First responders have some of the most difficult jobs out there, but also the most important. Without those who are willing to rush into an emergency and bring people in immediate danger to safety, many more lives would be lost. I remember the many stories of brave souls during 9/11 who headed straight into the unstable debris of the recently collapsed towers to pull others from the wreckage. To be a first responder requires you be willing to constantly lay your own life on the line, without a second thought, in order to save someone else’s. Truth be told, they hardly get the recognition they deserve.

In its own way, though not quite so life-threatening, a response is a crucial element of creativity. A creative work can live or die based on the response it receives. I think of many great movies which flew under the radar and were only seen and appreciated by a few, relatively speaking. And then there are the movies which should have been great, had a huge following and much expectation but, opened to a largely negative response and poor numbers at the box office (why would someone put their office in a box anyways, seems odd to me).

All this to say creativity and response make for a two-sided coin:

Creativity demands a response, creativity is a response.

As creatives, we are both responders and in need of a response. Whether you realize it or not, your creative work is a response to something: an idea, a dream, a hardship, a unique experience, an insight, an outlook, etc. Whether internally or externally, what you produce is in reaction to something else—an effect from a cause.
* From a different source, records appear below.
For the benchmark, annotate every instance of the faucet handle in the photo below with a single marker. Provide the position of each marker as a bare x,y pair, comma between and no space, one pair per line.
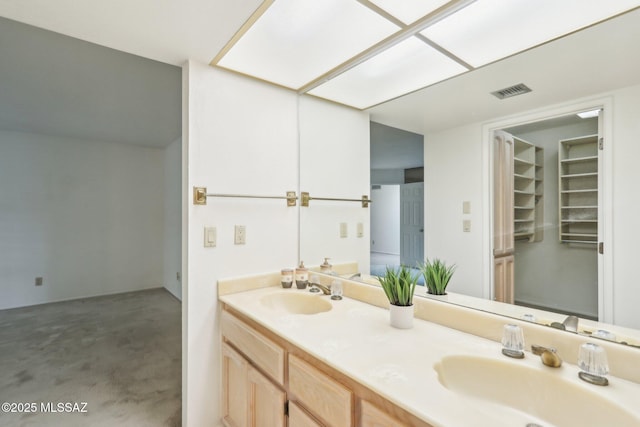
593,364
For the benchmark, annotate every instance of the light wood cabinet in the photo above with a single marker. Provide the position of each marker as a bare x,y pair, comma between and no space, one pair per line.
249,398
372,416
298,417
253,361
578,192
235,402
324,397
266,401
263,352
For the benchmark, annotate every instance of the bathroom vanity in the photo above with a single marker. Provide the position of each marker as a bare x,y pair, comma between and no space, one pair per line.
295,358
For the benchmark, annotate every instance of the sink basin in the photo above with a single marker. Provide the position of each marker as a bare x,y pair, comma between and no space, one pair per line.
541,393
296,303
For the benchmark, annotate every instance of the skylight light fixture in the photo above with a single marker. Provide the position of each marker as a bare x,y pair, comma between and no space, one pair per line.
364,52
296,41
396,71
489,30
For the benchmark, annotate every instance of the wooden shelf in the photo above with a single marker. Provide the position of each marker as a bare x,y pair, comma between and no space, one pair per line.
528,160
578,192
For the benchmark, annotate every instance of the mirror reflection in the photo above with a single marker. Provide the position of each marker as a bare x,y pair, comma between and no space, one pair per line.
454,123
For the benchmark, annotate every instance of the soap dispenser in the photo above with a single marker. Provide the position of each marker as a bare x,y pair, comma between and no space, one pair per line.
302,276
325,267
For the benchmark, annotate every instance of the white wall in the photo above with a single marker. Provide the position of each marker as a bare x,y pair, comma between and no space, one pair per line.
173,217
626,204
385,219
86,216
453,172
549,273
239,136
334,163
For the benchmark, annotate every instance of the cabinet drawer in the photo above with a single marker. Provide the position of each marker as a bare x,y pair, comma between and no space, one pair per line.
264,353
324,397
371,416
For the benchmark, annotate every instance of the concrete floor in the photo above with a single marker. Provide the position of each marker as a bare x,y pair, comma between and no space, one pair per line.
119,354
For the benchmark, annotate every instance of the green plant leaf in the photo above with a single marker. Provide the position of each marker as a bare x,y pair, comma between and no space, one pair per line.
437,275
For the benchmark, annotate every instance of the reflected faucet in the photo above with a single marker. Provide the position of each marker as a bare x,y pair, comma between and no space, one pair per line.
569,324
313,287
548,355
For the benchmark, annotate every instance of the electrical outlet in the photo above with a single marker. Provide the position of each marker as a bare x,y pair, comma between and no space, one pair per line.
210,237
240,235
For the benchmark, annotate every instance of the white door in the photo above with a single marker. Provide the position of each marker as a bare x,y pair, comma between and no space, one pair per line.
411,223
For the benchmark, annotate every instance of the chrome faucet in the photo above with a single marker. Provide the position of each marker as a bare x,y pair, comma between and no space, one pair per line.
548,355
313,287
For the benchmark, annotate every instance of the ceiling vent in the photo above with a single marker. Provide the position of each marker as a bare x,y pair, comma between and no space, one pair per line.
514,90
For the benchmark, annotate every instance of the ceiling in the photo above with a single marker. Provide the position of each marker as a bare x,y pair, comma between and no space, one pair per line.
595,60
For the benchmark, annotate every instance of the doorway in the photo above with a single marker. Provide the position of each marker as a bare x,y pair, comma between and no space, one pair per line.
397,191
557,214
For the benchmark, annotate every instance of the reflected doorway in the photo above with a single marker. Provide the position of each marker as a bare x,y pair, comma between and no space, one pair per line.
555,217
397,191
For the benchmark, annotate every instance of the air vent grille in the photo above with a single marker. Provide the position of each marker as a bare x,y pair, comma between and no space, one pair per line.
511,91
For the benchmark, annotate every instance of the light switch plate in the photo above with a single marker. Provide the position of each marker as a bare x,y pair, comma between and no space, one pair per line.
343,230
210,237
240,235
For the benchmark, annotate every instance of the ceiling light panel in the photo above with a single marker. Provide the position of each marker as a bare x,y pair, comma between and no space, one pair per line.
488,30
403,68
409,11
296,41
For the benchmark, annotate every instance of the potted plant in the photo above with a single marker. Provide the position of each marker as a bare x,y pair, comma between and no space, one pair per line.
399,286
437,275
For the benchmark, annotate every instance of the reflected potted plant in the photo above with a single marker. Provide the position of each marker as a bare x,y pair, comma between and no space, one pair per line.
399,286
436,275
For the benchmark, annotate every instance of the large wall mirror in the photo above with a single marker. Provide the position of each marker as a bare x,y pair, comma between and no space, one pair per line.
594,67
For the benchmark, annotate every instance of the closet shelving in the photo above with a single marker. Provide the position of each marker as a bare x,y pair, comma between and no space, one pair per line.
527,190
578,192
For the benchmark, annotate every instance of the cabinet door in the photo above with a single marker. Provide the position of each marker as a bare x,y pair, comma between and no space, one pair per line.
371,416
234,388
266,401
503,278
298,417
324,397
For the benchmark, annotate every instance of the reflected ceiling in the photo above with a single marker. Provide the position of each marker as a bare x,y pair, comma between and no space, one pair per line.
364,52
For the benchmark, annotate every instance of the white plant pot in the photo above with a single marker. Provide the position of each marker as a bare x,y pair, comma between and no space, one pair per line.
401,316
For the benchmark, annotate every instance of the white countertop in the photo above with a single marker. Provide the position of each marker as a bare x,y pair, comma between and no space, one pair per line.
356,339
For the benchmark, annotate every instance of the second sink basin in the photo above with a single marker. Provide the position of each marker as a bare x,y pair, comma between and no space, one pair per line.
541,393
294,302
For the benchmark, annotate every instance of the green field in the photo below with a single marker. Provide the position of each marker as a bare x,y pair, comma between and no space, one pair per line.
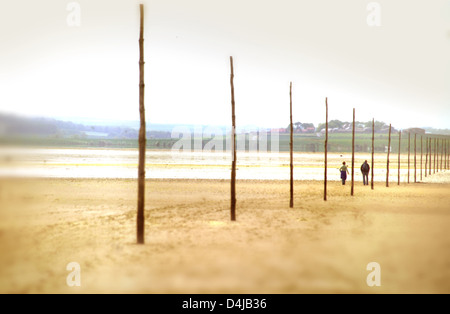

On the flip side, we desire and require others to respond to our creative output. This is where things can get tricky as we often don’t get the response we’re hoping for. Many an author, even very successful ones, have received mountains of rejection letters before finding a willing publisher for their book. Many a great painter was unappreciated in their time. And, let’s be real here, my incredible, fantastic puns are often met with groans and the occasional rotten tomato. I dunno, perhaps I should stop performing to late-night, half-sober, back-ally crowds.

Anyone who has given their creative pursuit any serious effort knows the sting (and possibly stink) of rejection, whether from a negative response or the dreaded silence of no response at all. It hurts, deep deep down inside. It’s easy to feel we personally have been rejected, a pain not easy to recover from. Our work suddenly looks like a flaming wreck, with no survivors.

But, before we get too down in the dumps or drown in our tearful pool of self-pity, here’s the great thing I’ve learned: the more practice you get at critiquing and offering good advice to others, the better you become at accepting it yourself. As you reach out and respond, you’ll learn how to recognize bad advice, appreciate and follow the good advice and press on though times of little to no response, because, at the end of the day, you must learn to love taking part in the creative work itself whether or not the outcome is what you wanted.

I encourage you to be a first responder: both responsive to others and responsible for your own work, and you will, in time, receive the same kind of response you offer to others.